Funny financials

Funny financials

Some in the media have become all a-ga-ga over, as the Post-Gazette reports it, “Lumiere, Downtown’s shiny new condo building” that stands where the old Saks Fifth Avenue once was.

High-end retail has been replaced by high-end condo living. But it comes at no small cost to taxpayers. “Why?” remains the operative question.

There are 86 units on nine residential floors that sit atop a 580-space parking garage. A one-bedroom unit goes for $225,000. A top-floor penthouse, already sold, went for more than $3.5 million.

The P-G story goes into great detail of the opulence of project — including the fact that there’s a pricey monthly homeowners association fee (i.e. about $1,100 a month for a condo listed at $2.65 million, $300 monthly for a reserved parking spot; a mere $200 monthly for non-reserved) and, oh, yes, a free one-year membership to a local gym.

And, guess what? Owners also receive a 10-year tax abatement valued at – we are surmising that it’s an average — $61,800 ($6,180 annually).

We guess there’s “affordable housing” and then there’s “affordable housing.”

Given the price of these condos, reasonable people might just be forced to proffer that taxpayers should not be subsidizing such a project.

If one has the financial wherewithal to buy such a luxurious abode, one should be expected to pay the taxes, too.

And, lest we forget, there’s already more than $9 million in public money, in one form or another, in this project.

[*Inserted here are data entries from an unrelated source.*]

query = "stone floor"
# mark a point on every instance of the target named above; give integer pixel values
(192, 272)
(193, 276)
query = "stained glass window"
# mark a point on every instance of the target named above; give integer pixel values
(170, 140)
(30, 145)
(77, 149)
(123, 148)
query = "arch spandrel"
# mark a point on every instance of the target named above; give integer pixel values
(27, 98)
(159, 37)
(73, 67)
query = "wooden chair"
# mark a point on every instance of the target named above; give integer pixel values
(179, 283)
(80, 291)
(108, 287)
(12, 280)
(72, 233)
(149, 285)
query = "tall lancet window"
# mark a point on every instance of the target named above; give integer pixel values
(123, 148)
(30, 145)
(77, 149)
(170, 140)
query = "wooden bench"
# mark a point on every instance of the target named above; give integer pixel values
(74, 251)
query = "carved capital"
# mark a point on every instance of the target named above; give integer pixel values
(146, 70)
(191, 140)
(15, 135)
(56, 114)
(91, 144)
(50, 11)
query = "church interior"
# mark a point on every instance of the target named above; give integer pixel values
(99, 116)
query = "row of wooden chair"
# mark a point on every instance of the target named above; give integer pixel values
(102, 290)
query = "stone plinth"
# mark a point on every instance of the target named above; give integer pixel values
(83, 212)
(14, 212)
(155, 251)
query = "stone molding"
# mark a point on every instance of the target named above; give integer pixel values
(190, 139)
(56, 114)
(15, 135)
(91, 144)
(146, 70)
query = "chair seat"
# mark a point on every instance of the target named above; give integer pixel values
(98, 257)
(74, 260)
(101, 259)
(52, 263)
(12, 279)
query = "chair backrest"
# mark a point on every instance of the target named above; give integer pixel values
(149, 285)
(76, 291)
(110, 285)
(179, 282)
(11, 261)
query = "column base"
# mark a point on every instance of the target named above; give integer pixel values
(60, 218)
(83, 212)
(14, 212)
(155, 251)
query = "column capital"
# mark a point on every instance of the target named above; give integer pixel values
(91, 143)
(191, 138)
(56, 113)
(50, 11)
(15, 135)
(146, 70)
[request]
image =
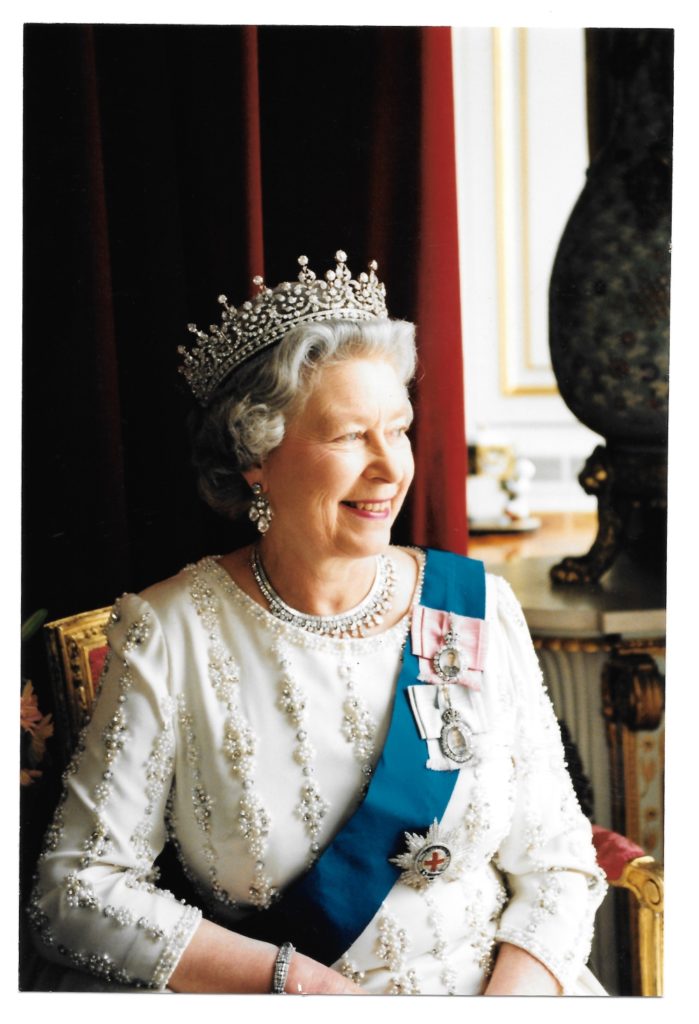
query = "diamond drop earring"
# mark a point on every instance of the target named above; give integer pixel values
(260, 510)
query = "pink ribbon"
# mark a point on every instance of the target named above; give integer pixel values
(429, 630)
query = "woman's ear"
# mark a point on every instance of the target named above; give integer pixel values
(254, 475)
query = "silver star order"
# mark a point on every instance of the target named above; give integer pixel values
(435, 836)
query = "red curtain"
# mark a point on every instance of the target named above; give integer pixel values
(441, 457)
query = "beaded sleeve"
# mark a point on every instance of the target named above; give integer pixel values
(95, 905)
(548, 856)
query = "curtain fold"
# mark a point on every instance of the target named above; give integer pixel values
(252, 152)
(143, 201)
(441, 456)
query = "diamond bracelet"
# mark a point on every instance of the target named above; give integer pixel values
(284, 958)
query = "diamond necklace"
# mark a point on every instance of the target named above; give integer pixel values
(353, 623)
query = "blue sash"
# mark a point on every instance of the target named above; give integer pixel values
(324, 910)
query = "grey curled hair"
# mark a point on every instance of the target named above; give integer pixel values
(247, 418)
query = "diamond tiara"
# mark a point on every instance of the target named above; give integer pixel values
(265, 320)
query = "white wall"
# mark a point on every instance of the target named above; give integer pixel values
(521, 157)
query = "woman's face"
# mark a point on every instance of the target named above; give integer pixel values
(338, 479)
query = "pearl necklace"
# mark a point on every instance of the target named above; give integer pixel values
(354, 623)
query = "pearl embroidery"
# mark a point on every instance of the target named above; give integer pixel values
(392, 945)
(447, 975)
(239, 741)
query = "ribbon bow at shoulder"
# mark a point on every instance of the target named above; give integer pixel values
(450, 648)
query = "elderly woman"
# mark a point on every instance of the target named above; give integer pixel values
(347, 742)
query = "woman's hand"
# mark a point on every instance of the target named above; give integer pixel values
(307, 977)
(518, 973)
(219, 961)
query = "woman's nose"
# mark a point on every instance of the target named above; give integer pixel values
(385, 463)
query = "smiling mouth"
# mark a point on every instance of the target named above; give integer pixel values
(369, 506)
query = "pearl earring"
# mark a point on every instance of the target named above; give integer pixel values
(260, 510)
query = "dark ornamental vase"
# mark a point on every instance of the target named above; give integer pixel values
(609, 305)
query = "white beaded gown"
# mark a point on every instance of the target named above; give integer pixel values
(249, 742)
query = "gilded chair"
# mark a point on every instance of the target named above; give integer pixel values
(77, 647)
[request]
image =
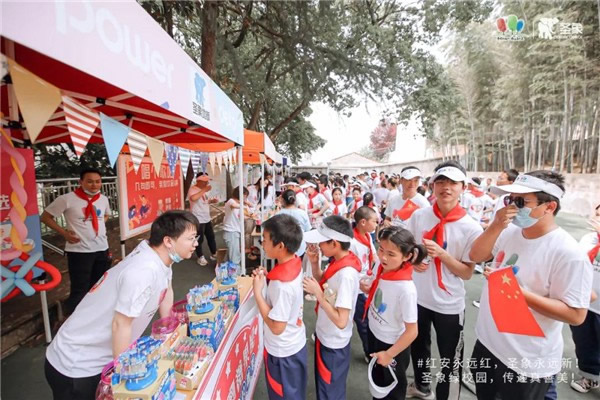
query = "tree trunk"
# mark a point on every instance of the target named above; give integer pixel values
(210, 14)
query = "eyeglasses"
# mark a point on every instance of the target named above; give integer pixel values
(519, 202)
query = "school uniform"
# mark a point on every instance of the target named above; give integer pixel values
(87, 259)
(392, 303)
(83, 345)
(551, 266)
(285, 354)
(399, 210)
(441, 295)
(362, 247)
(332, 344)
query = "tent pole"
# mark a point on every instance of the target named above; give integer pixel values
(242, 220)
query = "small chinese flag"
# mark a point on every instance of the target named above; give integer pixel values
(406, 211)
(508, 306)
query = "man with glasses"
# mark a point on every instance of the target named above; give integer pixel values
(119, 307)
(555, 279)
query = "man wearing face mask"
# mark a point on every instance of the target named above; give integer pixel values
(119, 307)
(555, 277)
(85, 211)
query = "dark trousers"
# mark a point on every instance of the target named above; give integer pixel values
(382, 376)
(332, 374)
(362, 327)
(84, 271)
(65, 388)
(494, 382)
(450, 342)
(206, 230)
(286, 376)
(587, 345)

“Progress” in Pittsburgh sure does continue to employ a lot of funny financials, doesn’t it?

Speaking of downtown Pittsburgh, while we keep hearing the cheerleaders rah-rah-sis-boom-bah about the latest supposedly incredible renaissance that’s taking place in the erstwhile Steel City, here’s one sobering statistic:

Office vacancy rates have hit a 10-year high, now at 17 percent, the Post-Gazette reports. And while the thrust of the story is that there are some great deals for some premium space, there’s a larger point that’s being missed.

And that point just might be overbuilding.

Consider at a moment in time when there are grand plans for lots more office space in, say, the Lower Hill District site of the old Civic Arena and in the Strip District, among other areas, these are the office vacancy rates among “Class A” properties:

The U.S. Steel Tower is nearly 12 percent vacant. At One Oxford Center, that rate is nearly 30 percent. The vacancy rate is nearly 34 percent at 20 Stanwix and nearly 30 percent at 11 Stanwix (the old Westinghouse building).

And then there’s the granddaddy of vacancy, at least for this snapshot in time – nearly 60 percent at 525 William Penn Place.

Given how subsidy-happy Pittsburgh officials long have been, those vacancy rates are a pretty darn good argument for not diving into taxpayer pockets in any fashion to exacerbate the marketplace’s chant of “glut, glut, glut.”

But, then again, playing the funny financials game is far more politically expedient than practicing sound public policy.